One or the other, not both. Choose.

At some point the building inspector comes to check the new hot water heater installed yesterday. There’s a sign stapled outside displaying the permit number. The old tank started leaking and a towel laid to soak up the rivlet needed changing twice a day, wringing out one and barricading with another, hanging the wet one out on the deck railing to drip. It’s a hybrid hot water heater with wifi, warming a tank of water via heat rummaged from the air. It looks like the robot from Lost in Space.

D. managed the replacement, as with all the structural and engineering things that go wrong in a household because he’s a wizard, moving my plastic bins packed full of salvaged wrapping paper and Christmas ornaments from the garage shelves to run the condensate line along the wall to drain outside, and then stacking them carefully back.
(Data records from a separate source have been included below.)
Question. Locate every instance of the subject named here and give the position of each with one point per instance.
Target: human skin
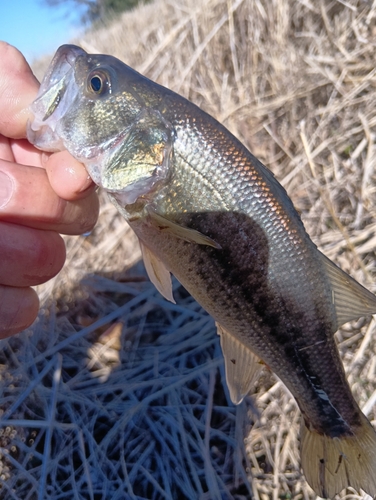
(41, 196)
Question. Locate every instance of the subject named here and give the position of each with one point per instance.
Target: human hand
(41, 195)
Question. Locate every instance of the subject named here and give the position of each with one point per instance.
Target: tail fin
(332, 464)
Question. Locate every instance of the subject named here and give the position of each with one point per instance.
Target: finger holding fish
(206, 210)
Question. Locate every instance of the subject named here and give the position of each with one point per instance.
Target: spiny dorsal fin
(241, 365)
(157, 272)
(350, 298)
(184, 233)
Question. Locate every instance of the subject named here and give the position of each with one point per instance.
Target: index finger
(18, 88)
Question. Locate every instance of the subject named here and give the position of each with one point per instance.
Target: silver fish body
(205, 209)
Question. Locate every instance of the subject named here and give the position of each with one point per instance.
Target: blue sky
(35, 28)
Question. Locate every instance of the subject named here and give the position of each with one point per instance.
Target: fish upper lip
(63, 61)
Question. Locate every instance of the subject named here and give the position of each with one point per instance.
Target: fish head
(108, 117)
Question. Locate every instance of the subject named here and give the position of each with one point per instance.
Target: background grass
(115, 393)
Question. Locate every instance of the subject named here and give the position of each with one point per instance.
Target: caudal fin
(332, 464)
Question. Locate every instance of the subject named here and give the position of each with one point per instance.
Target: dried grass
(136, 410)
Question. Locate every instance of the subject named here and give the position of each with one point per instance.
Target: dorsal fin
(157, 272)
(350, 298)
(241, 365)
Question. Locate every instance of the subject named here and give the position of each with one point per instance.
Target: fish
(209, 212)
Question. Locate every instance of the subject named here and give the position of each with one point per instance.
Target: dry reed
(115, 393)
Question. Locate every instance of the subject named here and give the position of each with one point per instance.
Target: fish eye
(99, 82)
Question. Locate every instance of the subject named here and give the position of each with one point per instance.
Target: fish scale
(205, 209)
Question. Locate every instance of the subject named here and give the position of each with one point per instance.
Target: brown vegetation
(295, 80)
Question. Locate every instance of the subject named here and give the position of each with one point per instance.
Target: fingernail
(6, 189)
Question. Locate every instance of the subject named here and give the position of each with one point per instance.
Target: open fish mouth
(57, 92)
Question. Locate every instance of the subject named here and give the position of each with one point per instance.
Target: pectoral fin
(184, 233)
(241, 365)
(158, 273)
(351, 300)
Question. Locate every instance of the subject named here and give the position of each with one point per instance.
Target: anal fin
(158, 274)
(241, 365)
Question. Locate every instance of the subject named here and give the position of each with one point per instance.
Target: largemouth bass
(205, 209)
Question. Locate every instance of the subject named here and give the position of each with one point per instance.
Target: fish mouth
(56, 94)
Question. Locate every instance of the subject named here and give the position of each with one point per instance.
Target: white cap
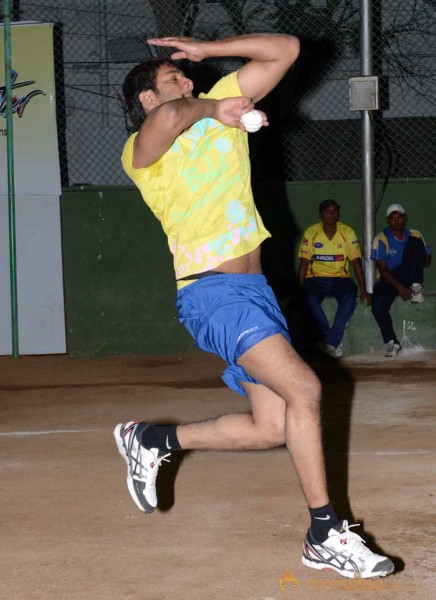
(395, 208)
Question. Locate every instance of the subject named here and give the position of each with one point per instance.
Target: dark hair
(325, 203)
(141, 78)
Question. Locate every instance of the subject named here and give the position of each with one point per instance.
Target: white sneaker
(417, 293)
(142, 465)
(345, 552)
(393, 348)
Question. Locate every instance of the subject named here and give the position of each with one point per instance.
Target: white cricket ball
(252, 121)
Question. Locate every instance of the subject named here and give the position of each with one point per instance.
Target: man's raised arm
(270, 56)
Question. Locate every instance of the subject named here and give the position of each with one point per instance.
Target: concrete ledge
(414, 324)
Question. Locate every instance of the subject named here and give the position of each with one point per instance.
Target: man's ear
(148, 100)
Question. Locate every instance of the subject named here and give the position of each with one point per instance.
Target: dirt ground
(230, 525)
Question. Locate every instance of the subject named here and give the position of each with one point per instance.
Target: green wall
(118, 277)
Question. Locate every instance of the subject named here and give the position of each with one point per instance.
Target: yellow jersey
(329, 258)
(200, 190)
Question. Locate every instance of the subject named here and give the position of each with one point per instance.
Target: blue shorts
(228, 315)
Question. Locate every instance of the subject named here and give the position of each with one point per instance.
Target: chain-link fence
(313, 136)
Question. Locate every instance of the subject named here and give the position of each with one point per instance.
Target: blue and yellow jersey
(390, 249)
(329, 258)
(200, 191)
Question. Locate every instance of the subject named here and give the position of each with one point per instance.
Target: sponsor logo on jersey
(328, 257)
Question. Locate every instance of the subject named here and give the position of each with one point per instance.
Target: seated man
(325, 252)
(400, 255)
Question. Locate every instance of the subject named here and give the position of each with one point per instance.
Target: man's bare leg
(276, 364)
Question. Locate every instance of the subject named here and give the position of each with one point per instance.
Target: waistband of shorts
(230, 278)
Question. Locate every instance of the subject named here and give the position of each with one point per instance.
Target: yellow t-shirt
(329, 258)
(200, 191)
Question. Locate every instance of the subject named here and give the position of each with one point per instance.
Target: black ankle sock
(323, 519)
(162, 437)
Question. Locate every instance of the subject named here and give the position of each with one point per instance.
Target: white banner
(36, 158)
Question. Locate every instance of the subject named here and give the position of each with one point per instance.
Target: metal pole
(368, 184)
(10, 170)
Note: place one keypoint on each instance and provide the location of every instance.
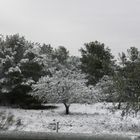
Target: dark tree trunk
(67, 108)
(119, 105)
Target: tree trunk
(119, 105)
(67, 108)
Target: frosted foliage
(14, 69)
(65, 86)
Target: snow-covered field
(83, 118)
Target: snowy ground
(96, 118)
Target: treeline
(33, 73)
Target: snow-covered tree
(20, 65)
(65, 86)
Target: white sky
(72, 23)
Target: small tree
(96, 61)
(64, 87)
(20, 67)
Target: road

Before the young men came to install the new heater, I took a long hot shower and combed through my hair with my fingers to shed any honey locust leaves, because civilization is held together with duct tape.

Dancers learn to spot during an extended turn, during a fouetté, a pirouette, to maintain body line and balance without becoming dizzy. A dancer focuses her eyes on a fixed point as she turns, whipping her head around ahead of the turning body to maintain equilibrium.

Pick a farther spot, one in the middle distance, and don’t let go.